I don't believe that anyone can (at present, anyway) although there are certainly some interesting theories and heuristics that have been put forward by various people.


>> You say this so confidently. But can you define in terms that are directly quantifiable what "understanding a concept" actually means?

Hold on there, can you "define in terms that are directly quantifiable what" 'God is real' "actually means"? If you can't, does that mean that atheists, like me, can't continue to say very confidently indeed that he doesn't?

Do I, as an atheist, need to provide proof of God's non-existence, or is it the job of people who believe in Gods to bring evidence of their existence?

And do you see the parallel here with what you are saying above? If you are saying that LLMs "understand" (you, or anyone else), why is it skeptics that have to provide evidence that they don't? You're the one who's making claims that can't be falsified.

Although I guess you have to agree with the general idea of falsifiability being better than the alternative, to see what I mean.


> If you are saying that LLMs "understand" (you, or anyone else)

I was not saying that.

> why is it skeptics that have to provide evidence that they don't?

Because if a claim is going to be made in either direction then evidence or other reasoning to support it should be provided.
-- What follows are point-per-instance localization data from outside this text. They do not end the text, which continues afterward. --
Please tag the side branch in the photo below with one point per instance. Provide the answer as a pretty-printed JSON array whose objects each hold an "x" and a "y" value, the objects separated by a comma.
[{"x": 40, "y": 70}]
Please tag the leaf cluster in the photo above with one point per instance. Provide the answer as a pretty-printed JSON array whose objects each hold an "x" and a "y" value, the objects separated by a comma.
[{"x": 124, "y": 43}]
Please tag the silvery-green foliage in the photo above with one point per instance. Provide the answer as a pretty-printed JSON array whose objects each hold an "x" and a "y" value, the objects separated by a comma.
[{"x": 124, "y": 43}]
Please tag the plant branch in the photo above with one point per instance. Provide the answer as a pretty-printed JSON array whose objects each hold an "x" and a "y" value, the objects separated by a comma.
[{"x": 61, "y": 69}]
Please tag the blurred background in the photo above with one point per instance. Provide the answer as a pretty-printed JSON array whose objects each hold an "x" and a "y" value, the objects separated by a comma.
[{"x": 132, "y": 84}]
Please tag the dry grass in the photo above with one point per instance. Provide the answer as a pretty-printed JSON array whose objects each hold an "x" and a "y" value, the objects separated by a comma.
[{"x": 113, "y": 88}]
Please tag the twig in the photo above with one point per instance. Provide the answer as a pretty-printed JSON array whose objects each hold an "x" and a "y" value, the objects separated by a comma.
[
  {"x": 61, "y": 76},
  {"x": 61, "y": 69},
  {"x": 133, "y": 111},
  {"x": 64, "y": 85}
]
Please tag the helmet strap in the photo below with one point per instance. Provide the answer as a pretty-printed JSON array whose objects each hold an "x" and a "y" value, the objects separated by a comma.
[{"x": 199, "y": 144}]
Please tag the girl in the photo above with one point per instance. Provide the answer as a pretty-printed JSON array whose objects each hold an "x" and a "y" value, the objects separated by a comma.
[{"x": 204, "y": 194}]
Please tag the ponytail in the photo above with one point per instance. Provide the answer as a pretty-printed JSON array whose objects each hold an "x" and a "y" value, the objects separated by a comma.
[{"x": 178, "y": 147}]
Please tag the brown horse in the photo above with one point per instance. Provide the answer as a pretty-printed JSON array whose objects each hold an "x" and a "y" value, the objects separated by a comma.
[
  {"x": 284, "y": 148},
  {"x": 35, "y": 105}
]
My position is that the "sensible" default position in this case is one of "we don't know". Of course defaults are always some degree of subjective in that such judgments ultimately arise from our personal worldview.

Before you object that this is an unreasonable default in this case, consider that I can't even prove that other people are sentient. I can't articulate in quantifiable terms what exactly it means for a person to understand a concept. So if I accept that the default is "not sentient until proven otherwise" then there would seem to be an issue. I would then simultaneously be saying that other _people_ aren't sentient (I can't prove they are) and that other _people_ don't understand things (I don't even know how to measure such a thing, after all).

> If you can't, does that mean that atheists, like me, can't continue to say very confidently indeed that he doesn't?

I'm not quite sure I follow. Indeed I hold that strong claims that God either does or does not exist are unreasonable on the basis that both would appear to be fundamentally untestable claims. At least, untestable short of such an entity choosing to provide incontrovertible proof of its existence.


>> I was not saying that.

So what are you saying then? Clarifying this will save us both a lot of wasted time.